From: Snowboarding.TransWorld.net


“It’s time for one last winter weather forecast before we buckle down and see what Mother Nature throws our way first hand. But, don’t fret as we have saved the best for last; where the NOAA and Old Farmer’s Almanac forecasted a bleak winter of warmer temperatures and less precipitation, the Farmer’s Almanac has a different outlook, “teeth-chattering cold ahead.”

“Unlike the Old Farmer’s Almanac that makes weather predictions through a combination of animal signals, chicken bones, pig spleens and other weather lore, (onion and potato skins were my mother’s favorite), the Farmer’s Almanac bases their outlook on a “mathematical and astronomical formula” that dates back to the 1800’s and takes sunspot activity and other astronomical anomalies into account. In fact, the formula is so confidential that only Mr. Caleb Weatherbee, the Farmer’s Almanac’s weather prognosticator, knows it in entirety.”

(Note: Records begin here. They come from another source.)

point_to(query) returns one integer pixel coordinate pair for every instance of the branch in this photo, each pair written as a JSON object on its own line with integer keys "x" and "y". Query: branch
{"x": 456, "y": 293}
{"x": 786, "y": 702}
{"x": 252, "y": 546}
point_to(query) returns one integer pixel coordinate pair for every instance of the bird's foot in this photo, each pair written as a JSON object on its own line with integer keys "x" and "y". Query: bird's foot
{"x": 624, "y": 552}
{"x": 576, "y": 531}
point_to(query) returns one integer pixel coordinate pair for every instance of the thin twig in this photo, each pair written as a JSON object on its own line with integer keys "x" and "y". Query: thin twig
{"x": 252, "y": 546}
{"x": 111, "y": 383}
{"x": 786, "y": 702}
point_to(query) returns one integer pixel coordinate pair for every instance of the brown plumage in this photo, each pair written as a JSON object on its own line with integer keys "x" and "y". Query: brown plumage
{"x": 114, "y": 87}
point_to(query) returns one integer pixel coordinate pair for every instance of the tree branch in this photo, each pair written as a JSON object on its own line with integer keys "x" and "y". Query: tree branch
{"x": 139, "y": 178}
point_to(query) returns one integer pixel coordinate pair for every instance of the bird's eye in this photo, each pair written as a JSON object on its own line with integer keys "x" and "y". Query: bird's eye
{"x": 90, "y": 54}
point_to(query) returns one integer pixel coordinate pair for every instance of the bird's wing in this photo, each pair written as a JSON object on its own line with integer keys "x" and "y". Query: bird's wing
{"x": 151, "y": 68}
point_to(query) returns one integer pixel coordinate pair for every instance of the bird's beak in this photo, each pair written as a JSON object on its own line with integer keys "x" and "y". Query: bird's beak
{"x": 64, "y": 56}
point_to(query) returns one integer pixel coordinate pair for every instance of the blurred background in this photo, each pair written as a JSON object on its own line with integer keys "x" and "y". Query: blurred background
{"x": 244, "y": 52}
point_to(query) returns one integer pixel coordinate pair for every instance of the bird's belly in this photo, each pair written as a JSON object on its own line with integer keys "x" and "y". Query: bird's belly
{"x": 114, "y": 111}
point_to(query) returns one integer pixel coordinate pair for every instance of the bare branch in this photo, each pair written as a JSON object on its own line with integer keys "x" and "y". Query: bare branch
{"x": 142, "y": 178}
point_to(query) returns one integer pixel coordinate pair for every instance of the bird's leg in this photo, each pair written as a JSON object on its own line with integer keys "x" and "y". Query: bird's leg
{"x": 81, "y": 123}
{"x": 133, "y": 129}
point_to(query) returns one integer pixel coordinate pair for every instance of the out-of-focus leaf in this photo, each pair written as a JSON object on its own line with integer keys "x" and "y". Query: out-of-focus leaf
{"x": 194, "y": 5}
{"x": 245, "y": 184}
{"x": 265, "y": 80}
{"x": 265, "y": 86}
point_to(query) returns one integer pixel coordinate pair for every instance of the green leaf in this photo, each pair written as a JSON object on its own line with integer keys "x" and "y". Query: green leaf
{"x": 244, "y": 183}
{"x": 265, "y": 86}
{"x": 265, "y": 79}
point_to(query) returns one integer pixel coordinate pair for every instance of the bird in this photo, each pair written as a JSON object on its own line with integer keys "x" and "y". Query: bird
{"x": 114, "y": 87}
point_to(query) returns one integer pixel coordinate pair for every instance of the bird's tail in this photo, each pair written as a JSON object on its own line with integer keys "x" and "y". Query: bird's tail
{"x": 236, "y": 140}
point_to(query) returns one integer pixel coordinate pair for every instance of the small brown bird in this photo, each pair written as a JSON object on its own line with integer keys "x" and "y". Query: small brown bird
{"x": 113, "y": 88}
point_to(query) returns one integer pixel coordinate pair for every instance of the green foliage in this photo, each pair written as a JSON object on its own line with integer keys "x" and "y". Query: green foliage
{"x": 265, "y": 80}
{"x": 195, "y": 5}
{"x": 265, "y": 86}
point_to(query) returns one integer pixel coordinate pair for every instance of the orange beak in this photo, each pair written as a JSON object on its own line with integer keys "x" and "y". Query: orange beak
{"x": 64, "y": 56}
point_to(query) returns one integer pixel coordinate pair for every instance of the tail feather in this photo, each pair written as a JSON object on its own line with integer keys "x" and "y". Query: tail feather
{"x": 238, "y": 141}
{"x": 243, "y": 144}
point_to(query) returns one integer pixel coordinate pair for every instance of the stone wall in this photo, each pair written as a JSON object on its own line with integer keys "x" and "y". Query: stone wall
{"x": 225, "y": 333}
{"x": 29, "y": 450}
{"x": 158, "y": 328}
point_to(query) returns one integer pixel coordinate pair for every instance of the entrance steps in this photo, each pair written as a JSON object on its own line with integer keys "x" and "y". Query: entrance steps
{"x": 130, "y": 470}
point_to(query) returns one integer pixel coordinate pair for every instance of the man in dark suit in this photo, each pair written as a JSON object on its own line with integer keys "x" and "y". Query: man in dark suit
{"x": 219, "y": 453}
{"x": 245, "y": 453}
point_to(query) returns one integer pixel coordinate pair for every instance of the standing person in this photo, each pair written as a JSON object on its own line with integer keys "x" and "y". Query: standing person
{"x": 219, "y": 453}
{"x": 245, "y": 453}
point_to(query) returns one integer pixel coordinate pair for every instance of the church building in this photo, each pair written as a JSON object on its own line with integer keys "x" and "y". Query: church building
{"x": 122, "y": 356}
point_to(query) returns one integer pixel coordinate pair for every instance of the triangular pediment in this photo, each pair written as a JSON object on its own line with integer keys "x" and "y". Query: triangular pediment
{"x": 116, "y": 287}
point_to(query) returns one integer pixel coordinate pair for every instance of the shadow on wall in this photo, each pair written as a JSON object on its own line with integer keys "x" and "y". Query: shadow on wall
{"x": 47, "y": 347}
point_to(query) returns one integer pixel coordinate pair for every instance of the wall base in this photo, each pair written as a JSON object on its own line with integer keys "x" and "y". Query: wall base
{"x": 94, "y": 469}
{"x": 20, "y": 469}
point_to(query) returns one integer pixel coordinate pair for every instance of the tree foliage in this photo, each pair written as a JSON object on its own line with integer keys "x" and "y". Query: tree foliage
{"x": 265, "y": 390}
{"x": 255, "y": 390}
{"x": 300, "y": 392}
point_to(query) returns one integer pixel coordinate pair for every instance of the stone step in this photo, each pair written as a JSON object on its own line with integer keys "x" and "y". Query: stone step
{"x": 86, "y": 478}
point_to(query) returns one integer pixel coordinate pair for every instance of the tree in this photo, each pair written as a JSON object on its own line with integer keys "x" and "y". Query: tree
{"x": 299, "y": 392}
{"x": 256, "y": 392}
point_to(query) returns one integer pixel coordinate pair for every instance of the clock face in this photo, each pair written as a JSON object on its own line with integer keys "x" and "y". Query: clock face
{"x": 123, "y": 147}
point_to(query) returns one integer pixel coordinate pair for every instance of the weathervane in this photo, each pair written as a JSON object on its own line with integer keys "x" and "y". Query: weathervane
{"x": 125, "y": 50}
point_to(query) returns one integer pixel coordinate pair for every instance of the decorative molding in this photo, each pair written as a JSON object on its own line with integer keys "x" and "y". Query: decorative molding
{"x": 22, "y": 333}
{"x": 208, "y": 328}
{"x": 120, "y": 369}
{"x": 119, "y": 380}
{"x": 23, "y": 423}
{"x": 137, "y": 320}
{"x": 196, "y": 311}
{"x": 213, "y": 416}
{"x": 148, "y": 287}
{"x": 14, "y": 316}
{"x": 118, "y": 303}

So what will winter look like?

“According to Mr. Weatherbee, winter 2018-2019 will be colder than average from the Continental Divide east through the Appalachians, while the only near-normal winter weather is predicted to be in areas west of the Rockies, the mid-Atlantic States, and the Southeast.

“Those in the Great Lakes, and the Midwest through New England can rejoice, as colder than average temperatures combined with above average precipitation make for an exceptionally snowy winter, particularly throughout January and February. However, Mr. Weatherbee is also calling for an exceptionally snowy winter for those across the Pacific Northwest and the mid-Atlantic States, where temperatures aren’t expected to get as blistering cold, but will still drop low enough to ensure increased levels of snowfall.”

Mr. Weatherbee’s “Red-flagged” predictions

“In addition to the broader prediction of colder weather across the board, Mr. Weatherbee has also red-flagged a handful of particular winter storm incidents that are expected to be key points in the coming season. To begin, the mid-Atlantic through New England can expect a deep holiday season, with December 1st-3rd, 16th-19th, and 28th-31st bringing big storm systems followed by gusty winds. Other red-flagged periods include a mid-February arctic cold front expected to come down from Canada and stretch across the entire eastern seaboard, and a mid-March weather system expected to deliver increased snowfall from coast to coast, in particular, throughout New England from March 20th-23rd.

“In addition to an exceptionally cold winter with increased snowfall, Mr. Weatherbee is also calling for a longer than average winter season. The red-flagged nation-wide storm system in March will be followed up by another cold front coming down from the Arctic that will delay spring from settling in until mid-April.”

Winter weather forecast summary

“All in all, where the NOAA and Old Farmer’s Almanac predicted a warmer winter with less than average snowfall, the Farmer’s Almanac is calling for the exact opposite. We are certainly hoping for the latter.”

While we’re not, “hoping for the latter” this does or should give us guidelines on what we need to do to be ready for winter – ALL THAT WE CAN! The only thing you can count on about winter weather forecasting is that it’s never right and it’s never wrong.